Despite compelling evidence that the accumulation of amyloid-beta (Aß) promotes neocortical MAPT (tau) aggregation in familial and idiopathic Alzheimer's disease (AD), murine models of cerebral amyloidosis are not considered to develop tau-associated pathology. In the present study, we show that tau can accumulate spontaneously in aged transgenic APPswe/PS1ΔE9 mice. Tau pathology is abundant around Aß deposits, and further characterized by accumulation of Gallyas and thioflavin-S-positive inclusions, which were detected in the APPswe/PS1ΔE9 brain at 18 months of age. Age-dependent increases in argyrophilia correlated positively with binding levels of the paired helical filament (PHF) tracer [18F]Flortaucipir, in all brain areas examined. Sarkosyl-insoluble PHFs were visualized by electron microscopy. Quantitative proteomics identified sequences of hyperphosphorylated and three-repeat tau in transgenic mice, along with signs of RNA missplicing, ribosomal dysregulation and disturbed energy metabolism. Tissue from the frontal gyrus of human subjects was used to validate these findings, revealing primarily quantitative differences between the tau pathology observed in AD patient vs. transgenic mouse tissue. As physiological levels of endogenous, 'wild-type' tau aggregate secondarily to Aß in APPswe/PS1ΔE9 mice, this study suggests that amyloidosis is both necessary and sufficient to drive tauopathy in experimental models of familial AD.

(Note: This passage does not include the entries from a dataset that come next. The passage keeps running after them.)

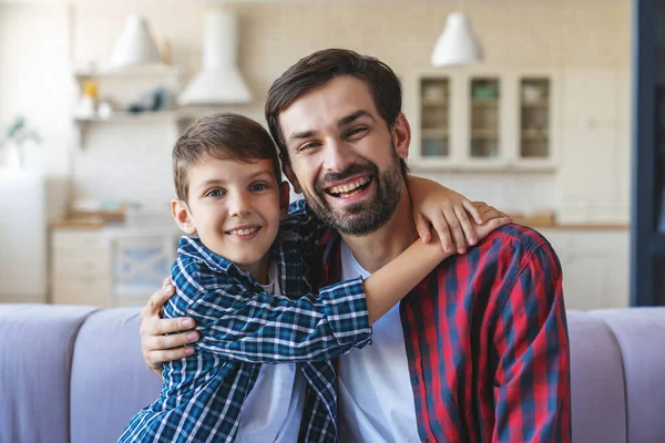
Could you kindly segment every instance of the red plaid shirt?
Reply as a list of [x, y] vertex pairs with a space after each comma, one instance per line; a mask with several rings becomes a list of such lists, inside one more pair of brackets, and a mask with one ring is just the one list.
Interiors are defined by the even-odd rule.
[[[314, 257], [319, 286], [341, 280], [339, 238]], [[561, 266], [535, 230], [508, 225], [450, 257], [400, 317], [423, 442], [571, 441]]]

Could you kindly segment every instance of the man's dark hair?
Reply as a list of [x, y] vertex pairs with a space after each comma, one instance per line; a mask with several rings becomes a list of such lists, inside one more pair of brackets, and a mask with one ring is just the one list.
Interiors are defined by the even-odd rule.
[[[288, 162], [289, 158], [279, 127], [279, 113], [300, 96], [339, 75], [352, 75], [364, 81], [386, 125], [392, 127], [401, 112], [401, 85], [390, 66], [374, 56], [360, 55], [351, 50], [317, 51], [286, 70], [268, 91], [266, 121], [284, 162]], [[409, 169], [403, 158], [400, 159], [400, 166], [406, 177]]]
[[270, 134], [257, 122], [244, 115], [218, 113], [198, 119], [177, 138], [173, 146], [173, 181], [181, 200], [187, 200], [187, 171], [205, 156], [252, 163], [272, 159], [277, 184], [282, 182], [279, 156]]

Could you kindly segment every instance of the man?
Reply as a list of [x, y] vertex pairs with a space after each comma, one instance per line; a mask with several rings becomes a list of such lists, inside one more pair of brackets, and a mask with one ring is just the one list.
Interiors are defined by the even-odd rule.
[[[387, 65], [316, 52], [275, 81], [266, 120], [285, 174], [331, 227], [314, 281], [367, 277], [413, 241], [410, 127]], [[519, 225], [443, 261], [375, 323], [371, 346], [339, 358], [340, 441], [570, 442], [561, 285], [551, 246]], [[162, 300], [153, 296], [142, 323], [153, 369], [196, 339], [158, 337], [192, 327], [157, 320]]]

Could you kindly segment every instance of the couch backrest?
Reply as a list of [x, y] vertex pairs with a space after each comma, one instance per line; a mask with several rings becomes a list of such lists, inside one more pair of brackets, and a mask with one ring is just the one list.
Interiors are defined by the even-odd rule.
[[137, 308], [105, 309], [79, 331], [72, 361], [71, 442], [116, 442], [162, 383], [143, 363]]
[[70, 374], [91, 307], [0, 305], [0, 442], [70, 441]]
[[[115, 442], [161, 389], [139, 323], [137, 308], [0, 305], [0, 442]], [[573, 442], [665, 442], [665, 308], [567, 323]]]

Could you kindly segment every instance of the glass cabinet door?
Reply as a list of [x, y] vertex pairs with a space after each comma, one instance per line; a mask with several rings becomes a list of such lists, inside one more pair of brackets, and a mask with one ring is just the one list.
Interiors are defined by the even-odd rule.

Neuroinflammation and amyloid-beta 40 are associated with reduced serotonin transporter (SERT) activity in a transgenic model of familial Alzheimer's disease.

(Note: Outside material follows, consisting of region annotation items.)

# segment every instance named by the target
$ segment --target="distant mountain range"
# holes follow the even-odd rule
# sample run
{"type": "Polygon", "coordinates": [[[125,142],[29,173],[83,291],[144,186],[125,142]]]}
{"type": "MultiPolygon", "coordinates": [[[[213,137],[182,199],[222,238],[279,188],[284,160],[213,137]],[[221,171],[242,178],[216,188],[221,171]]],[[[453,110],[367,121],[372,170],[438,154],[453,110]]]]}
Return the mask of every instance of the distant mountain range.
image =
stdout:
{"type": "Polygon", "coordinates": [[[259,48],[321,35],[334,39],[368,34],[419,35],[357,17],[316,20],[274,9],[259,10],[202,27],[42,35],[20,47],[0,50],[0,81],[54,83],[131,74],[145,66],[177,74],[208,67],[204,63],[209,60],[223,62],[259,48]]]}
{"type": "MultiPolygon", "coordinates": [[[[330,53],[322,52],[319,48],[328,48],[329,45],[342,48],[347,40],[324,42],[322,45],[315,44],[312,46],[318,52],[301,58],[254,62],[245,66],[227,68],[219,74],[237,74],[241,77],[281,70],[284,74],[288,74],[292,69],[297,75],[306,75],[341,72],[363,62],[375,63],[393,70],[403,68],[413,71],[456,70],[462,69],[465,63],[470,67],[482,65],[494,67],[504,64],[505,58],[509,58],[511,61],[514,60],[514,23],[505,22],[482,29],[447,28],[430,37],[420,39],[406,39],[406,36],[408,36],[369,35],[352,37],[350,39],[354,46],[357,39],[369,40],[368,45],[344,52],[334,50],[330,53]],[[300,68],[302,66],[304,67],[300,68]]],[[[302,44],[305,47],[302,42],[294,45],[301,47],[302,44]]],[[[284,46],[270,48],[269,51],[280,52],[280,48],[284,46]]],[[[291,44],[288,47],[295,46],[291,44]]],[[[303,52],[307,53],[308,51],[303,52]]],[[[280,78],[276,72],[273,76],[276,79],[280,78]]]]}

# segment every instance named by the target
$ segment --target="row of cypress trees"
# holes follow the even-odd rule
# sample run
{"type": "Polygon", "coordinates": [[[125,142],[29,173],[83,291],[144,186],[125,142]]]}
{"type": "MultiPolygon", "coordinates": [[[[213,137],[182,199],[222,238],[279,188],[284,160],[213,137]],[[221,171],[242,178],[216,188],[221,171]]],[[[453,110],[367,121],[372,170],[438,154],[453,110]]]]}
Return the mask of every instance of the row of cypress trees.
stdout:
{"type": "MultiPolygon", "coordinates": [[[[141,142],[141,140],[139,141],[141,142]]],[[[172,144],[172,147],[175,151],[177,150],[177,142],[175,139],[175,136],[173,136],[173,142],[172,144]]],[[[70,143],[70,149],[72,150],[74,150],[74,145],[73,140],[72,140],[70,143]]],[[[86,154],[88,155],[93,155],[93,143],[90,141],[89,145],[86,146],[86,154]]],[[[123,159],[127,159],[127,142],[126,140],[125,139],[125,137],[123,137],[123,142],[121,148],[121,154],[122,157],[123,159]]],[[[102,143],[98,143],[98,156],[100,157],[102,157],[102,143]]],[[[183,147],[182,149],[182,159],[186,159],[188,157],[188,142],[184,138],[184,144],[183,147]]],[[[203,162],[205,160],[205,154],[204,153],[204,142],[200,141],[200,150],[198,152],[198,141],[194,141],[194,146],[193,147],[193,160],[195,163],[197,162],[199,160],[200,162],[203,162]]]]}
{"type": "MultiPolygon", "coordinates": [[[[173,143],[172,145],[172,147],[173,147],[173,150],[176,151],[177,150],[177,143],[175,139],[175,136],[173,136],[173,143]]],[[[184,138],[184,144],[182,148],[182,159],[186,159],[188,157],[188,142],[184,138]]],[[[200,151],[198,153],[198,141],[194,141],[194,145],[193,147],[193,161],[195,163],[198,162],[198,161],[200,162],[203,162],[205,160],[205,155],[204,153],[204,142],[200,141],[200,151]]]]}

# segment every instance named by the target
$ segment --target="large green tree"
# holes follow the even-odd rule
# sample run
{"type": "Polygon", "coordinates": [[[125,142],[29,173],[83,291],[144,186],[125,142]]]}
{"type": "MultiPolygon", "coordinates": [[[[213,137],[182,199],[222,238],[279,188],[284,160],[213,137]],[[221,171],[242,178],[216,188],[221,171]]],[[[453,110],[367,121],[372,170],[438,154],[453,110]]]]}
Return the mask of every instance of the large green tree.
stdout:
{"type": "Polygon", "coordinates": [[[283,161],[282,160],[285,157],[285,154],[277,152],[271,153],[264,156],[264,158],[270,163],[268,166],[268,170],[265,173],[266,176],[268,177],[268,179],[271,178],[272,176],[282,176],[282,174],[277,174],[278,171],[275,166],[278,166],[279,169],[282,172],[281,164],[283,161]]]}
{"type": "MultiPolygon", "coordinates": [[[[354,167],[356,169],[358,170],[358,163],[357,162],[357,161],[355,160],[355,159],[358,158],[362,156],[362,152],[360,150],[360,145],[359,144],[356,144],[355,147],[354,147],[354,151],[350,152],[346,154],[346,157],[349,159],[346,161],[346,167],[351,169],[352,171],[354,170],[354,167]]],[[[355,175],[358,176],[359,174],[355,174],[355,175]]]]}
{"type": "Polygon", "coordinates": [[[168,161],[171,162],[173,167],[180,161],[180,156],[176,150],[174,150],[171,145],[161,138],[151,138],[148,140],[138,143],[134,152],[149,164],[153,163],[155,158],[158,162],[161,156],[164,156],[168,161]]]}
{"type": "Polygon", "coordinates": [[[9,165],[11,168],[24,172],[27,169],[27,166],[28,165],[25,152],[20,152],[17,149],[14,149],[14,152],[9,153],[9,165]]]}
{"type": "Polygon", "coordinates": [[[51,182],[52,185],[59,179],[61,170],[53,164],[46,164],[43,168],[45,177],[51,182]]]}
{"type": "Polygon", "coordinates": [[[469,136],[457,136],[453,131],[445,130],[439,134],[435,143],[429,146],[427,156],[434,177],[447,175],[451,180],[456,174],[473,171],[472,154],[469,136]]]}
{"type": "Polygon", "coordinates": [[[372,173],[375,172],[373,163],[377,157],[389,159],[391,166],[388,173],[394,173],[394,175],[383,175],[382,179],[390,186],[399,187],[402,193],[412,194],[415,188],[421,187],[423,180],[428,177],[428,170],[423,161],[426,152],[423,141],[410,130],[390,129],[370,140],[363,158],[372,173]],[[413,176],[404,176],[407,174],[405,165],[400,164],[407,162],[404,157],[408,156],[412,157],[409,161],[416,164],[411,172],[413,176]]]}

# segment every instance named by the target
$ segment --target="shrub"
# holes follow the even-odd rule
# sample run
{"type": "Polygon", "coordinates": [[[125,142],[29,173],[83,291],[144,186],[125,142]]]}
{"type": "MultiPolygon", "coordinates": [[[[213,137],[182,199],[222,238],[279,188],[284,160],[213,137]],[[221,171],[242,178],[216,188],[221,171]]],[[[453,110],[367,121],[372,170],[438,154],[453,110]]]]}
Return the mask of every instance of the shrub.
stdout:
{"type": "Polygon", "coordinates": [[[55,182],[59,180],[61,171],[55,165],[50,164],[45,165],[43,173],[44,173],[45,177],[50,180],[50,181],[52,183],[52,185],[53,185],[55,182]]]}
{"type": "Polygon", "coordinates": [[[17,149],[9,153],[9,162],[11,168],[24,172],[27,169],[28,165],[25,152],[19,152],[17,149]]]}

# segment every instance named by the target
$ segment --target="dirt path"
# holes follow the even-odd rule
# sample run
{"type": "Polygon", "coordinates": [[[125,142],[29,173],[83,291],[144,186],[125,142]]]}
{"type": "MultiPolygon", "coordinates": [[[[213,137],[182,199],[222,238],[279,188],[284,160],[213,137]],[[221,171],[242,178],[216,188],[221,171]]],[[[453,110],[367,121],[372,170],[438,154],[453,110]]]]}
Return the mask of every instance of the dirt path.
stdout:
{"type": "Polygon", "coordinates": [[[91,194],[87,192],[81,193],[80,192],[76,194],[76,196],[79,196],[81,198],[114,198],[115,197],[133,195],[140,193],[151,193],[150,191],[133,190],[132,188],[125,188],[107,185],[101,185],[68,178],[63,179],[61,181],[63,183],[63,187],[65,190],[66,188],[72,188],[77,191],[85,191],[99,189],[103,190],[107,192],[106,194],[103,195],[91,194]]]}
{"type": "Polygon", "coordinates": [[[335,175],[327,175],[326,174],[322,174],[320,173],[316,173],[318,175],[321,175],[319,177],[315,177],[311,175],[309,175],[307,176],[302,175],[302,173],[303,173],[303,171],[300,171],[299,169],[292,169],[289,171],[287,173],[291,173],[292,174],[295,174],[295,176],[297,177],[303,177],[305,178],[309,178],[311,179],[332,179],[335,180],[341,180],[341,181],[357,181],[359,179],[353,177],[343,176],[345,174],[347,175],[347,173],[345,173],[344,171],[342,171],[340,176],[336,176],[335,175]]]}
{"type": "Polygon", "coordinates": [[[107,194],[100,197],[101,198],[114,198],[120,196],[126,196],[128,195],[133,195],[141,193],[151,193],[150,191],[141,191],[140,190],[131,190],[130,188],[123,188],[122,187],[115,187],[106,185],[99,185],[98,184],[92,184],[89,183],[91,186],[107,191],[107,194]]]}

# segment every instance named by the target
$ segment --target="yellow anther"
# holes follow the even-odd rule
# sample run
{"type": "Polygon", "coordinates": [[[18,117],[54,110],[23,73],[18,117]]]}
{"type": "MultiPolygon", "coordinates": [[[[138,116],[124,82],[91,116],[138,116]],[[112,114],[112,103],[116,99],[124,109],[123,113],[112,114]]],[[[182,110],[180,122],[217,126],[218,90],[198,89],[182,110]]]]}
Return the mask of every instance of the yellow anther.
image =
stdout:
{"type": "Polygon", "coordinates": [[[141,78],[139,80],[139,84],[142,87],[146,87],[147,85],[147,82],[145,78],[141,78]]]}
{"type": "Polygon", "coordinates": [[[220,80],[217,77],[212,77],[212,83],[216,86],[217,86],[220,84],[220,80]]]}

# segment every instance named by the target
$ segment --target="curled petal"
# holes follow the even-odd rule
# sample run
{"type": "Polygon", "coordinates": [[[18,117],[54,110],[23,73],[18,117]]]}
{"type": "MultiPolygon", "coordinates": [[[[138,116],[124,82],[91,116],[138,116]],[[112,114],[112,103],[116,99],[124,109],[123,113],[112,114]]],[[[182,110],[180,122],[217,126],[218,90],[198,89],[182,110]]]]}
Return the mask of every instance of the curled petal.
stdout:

BACKGROUND: Discrepant and often contradictory results have accumulated regarding the antidepressant and pro-cognitive effects of serotonin transporter (SERT) antagonists in Alzheimer's disease. METHODS: To address the discrepancy, we measured the activity and density of SERT in the neocortex of 3-24-month-old APPswe/PS1dE9 and wild-type littermate mice, by using [3H]DASB autoradiography and the [3H]5-HT uptake assay. Levels of soluble amyloid-ß (Aß), and pro-inflammatory cytokines that can regulate SERT function, such as interleukin-1ß (IL-1ß), interleukin-6 (IL-6), and tumor necrosis factor (TNF), were measured in parallel. Neuroinflammation in aging APPswe/PS1dE9 mice was further evaluated by [3H]PK11195 autoradiography. RESULTS: Decreased SERT density was observed in the parietal and frontal cortex of 18-24-month-old APPswe/PS1dE9 mice, compared to age-matched, wild-type animals. The maximal velocity uptake rate (Vmax) of [3H]5-HT was reduced in neocortical preparations from 20-month-old transgenic vs. wild-type mice. The reduction was observed when the proportion of soluble Aß40 in the Aß40/42 ratio increased in the aged transgenic brain. At concentrations compatible with those measured in 20-month-old APPswe/PS1dE9 mice, synthetic human Aß40, but not Aß42, reduced the baseline Vmax of [3H]5-HT by ~ 20%. Neuroinflammation in APPswe/PS1dE9 vs. wild-type mice was evidenced by elevated [3H]PK11195 binding levels and increased concentration of IL-1ß protein, which preceded the reductions in neocortical SERT density and activity. Age-induced increases in the levels of IL-1ß, IL-6, and TNF were observed in both transgenic and wild-type animals. CONCLUSIONS: The progression of cerebral amyloidosis is associated with neuroinflammation and decreased presynaptic markers of serotonergic integrity and activity. The Aß40-induced reduction in the uptake kinetics of [3H]5-HT suggests that the activity of SERT, and potentially the effects of SERT antagonism, depend on the levels of interstitial Aß40.